Moderna became the second company after Pfizer-BioNTeh to be issued an emergency use authorization for its COVID-19 vaccine. FDA granted the authorization on Dec. 18, following Pfizer’s authorization on Dec. 11.
“We were able to create and manufacture the Moderna COVID-19 Vaccine in 11 months from sequence to authorization, while advancing clinical development with a Phase 1, Phase 2 and pivotal Phase 3 study of 30,000 participants,” said Moderna CEO Stéphane Bancel. “It has been a 10-year scientific, entrepreneurial and medical journey and I am thankful to all those who have helped us get here today. We remain focused on scaling up manufacturing to help us protect as many people as we can from this terrible disease.”
Moderna said approximately 20 million doses will be delivered to the U.S. government by the end of December 2020. The company expects to have between 100 million and 125 million doses available globally in the first quarter of 2021, with 85-100 million of those available in the U.S. Under Operation Warp Speed, the U.S. Department of Defense, in partnership with Health and Human Services and the Centers for Disease Control and Prevention, will manage allocation and distribution of the vaccine in the U.S.
Moderna’s manufacturing capacity for the COVID-19 vaccine is less than that previously shared by Pfizer-BioNTech. Those companies maintained at the time of their authorization that they had the ability to manufacture 50 million doses this year and 1.3 billion doses next year.
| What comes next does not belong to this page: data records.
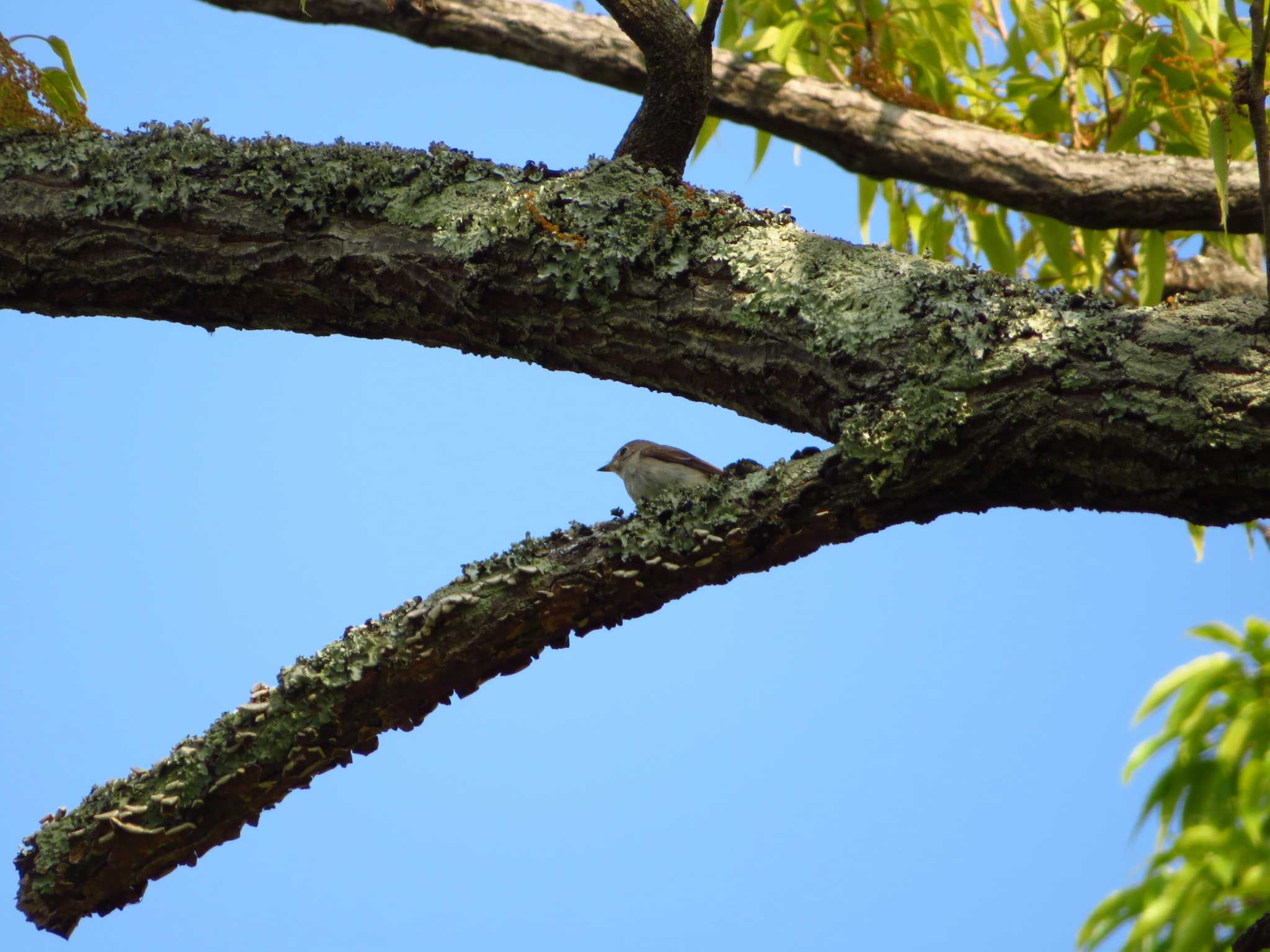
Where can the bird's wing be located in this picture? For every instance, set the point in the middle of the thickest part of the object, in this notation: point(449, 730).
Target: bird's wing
point(673, 455)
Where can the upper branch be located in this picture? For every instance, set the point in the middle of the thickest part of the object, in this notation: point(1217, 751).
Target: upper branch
point(618, 273)
point(945, 390)
point(677, 94)
point(853, 128)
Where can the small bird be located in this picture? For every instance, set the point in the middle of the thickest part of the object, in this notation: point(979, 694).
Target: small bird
point(648, 469)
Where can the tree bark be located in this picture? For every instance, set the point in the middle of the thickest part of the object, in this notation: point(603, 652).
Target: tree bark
point(853, 128)
point(944, 390)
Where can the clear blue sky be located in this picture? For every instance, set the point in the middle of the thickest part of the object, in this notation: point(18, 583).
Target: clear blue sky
point(912, 742)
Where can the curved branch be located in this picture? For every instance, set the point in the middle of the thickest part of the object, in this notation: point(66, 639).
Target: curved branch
point(946, 391)
point(853, 128)
point(618, 273)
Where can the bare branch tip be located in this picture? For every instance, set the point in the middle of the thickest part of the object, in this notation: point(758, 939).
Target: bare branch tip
point(705, 36)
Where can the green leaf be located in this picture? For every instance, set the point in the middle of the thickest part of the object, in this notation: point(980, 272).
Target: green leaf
point(60, 92)
point(729, 23)
point(1209, 13)
point(1163, 689)
point(1235, 741)
point(762, 140)
point(785, 40)
point(1219, 146)
point(1151, 268)
point(1193, 928)
point(1232, 14)
point(1096, 245)
point(1110, 913)
point(1161, 909)
point(1197, 534)
point(1253, 800)
point(1215, 631)
point(993, 240)
point(1202, 838)
point(868, 193)
point(1141, 54)
point(1142, 753)
point(1057, 239)
point(708, 128)
point(1128, 130)
point(1258, 631)
point(64, 54)
point(898, 232)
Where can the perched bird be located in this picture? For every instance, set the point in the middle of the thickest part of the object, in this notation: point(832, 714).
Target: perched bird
point(648, 469)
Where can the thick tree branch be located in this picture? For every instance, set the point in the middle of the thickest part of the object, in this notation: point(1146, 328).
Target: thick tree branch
point(853, 128)
point(945, 390)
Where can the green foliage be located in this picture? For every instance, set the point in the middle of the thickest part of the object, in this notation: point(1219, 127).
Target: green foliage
point(1253, 530)
point(35, 98)
point(1095, 75)
point(1209, 876)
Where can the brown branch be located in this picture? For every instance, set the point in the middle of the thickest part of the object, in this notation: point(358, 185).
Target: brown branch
point(853, 128)
point(1253, 79)
point(677, 92)
point(1215, 272)
point(727, 306)
point(945, 390)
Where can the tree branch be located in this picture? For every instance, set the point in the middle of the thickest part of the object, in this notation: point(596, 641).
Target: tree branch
point(677, 93)
point(853, 128)
point(620, 275)
point(946, 390)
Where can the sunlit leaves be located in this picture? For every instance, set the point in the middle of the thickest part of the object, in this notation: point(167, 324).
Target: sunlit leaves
point(1208, 875)
point(1095, 75)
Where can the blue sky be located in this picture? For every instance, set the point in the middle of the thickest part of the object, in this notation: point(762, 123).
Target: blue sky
point(910, 742)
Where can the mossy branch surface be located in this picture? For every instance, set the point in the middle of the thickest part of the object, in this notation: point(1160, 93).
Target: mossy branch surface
point(943, 389)
point(851, 127)
point(619, 273)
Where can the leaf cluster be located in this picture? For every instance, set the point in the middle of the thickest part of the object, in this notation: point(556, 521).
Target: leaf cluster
point(1098, 75)
point(1209, 875)
point(45, 99)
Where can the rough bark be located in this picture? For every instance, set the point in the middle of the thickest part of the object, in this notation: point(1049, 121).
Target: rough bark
point(945, 390)
point(1215, 272)
point(853, 128)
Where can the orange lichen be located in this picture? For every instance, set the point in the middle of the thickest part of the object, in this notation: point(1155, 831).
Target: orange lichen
point(27, 99)
point(672, 218)
point(575, 240)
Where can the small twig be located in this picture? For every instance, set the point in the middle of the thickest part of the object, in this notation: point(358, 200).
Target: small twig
point(1256, 937)
point(1249, 89)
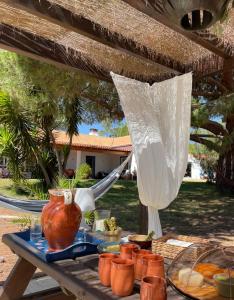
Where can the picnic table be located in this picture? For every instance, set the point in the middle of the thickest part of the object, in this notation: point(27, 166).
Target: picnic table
point(66, 279)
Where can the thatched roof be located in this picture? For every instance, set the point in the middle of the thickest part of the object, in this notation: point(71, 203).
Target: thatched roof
point(133, 38)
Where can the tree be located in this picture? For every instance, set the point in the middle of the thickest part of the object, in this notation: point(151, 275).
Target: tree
point(49, 98)
point(217, 118)
point(18, 135)
point(208, 159)
point(114, 129)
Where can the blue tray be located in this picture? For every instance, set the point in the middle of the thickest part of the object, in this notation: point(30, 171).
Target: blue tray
point(77, 249)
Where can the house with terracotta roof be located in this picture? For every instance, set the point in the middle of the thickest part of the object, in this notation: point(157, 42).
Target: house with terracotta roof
point(103, 154)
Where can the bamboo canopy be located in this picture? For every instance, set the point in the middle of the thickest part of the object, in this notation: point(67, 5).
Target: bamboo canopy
point(129, 37)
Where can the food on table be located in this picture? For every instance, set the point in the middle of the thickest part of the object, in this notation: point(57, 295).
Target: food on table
point(225, 285)
point(141, 240)
point(208, 270)
point(112, 248)
point(100, 225)
point(110, 224)
point(150, 236)
point(188, 277)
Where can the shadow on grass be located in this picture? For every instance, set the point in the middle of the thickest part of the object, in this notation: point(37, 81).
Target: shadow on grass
point(199, 209)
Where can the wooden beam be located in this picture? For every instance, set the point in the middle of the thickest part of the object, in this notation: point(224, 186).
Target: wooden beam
point(58, 15)
point(37, 48)
point(203, 38)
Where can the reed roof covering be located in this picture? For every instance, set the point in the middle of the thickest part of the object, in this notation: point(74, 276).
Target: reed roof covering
point(133, 38)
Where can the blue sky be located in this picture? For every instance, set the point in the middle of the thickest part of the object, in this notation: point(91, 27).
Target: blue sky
point(84, 128)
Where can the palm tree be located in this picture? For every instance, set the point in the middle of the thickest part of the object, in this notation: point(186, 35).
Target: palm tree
point(23, 133)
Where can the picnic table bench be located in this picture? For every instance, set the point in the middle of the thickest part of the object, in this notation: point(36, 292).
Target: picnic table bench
point(66, 279)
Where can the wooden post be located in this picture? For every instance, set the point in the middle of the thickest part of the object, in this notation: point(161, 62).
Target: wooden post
point(143, 218)
point(18, 280)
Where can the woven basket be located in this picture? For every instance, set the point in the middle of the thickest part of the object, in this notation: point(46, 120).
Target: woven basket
point(159, 246)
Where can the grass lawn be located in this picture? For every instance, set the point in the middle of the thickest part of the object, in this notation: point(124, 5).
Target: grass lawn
point(199, 208)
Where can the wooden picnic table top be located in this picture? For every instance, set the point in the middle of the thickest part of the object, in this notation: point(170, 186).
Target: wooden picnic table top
point(79, 277)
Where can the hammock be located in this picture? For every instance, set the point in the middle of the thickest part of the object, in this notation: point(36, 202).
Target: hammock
point(35, 206)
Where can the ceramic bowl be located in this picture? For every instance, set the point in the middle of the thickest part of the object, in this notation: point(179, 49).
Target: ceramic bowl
point(140, 239)
point(225, 285)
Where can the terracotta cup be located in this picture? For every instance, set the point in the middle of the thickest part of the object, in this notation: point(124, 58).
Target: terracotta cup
point(122, 277)
point(137, 255)
point(153, 265)
point(104, 268)
point(127, 249)
point(153, 288)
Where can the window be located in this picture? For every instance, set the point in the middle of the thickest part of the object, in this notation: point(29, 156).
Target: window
point(188, 172)
point(122, 159)
point(3, 161)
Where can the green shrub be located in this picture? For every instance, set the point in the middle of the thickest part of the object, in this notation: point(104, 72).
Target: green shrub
point(64, 183)
point(83, 172)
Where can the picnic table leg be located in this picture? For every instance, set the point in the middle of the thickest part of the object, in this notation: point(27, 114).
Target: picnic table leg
point(18, 280)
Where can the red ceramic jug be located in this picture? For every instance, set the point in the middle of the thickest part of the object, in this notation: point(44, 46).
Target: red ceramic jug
point(137, 255)
point(153, 288)
point(127, 249)
point(60, 219)
point(122, 277)
point(104, 268)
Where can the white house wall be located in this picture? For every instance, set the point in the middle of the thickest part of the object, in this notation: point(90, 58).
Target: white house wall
point(196, 170)
point(72, 160)
point(104, 162)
Other differences related to efficacy and administration. The Moderna vaccine was 94.1% effective in clinical trials and is administered in two injections one month apart. The Pfizer-BioNTech clinical data showed a 95% efficacy rate for dual injections administered three weeks apart.
A potential single dose vaccine from Johnson & Johnson’s Janssen subsidiary is currently in Phase 3 trial, the final phase before an emergency use authorization could be granted. The company recently said its trial was fully enrolled and it expects to receive interim data on efficacy in January 2021. If the data indicate the vaccine is safe and effective, the company said it would see emergency use authorization from FDA in February.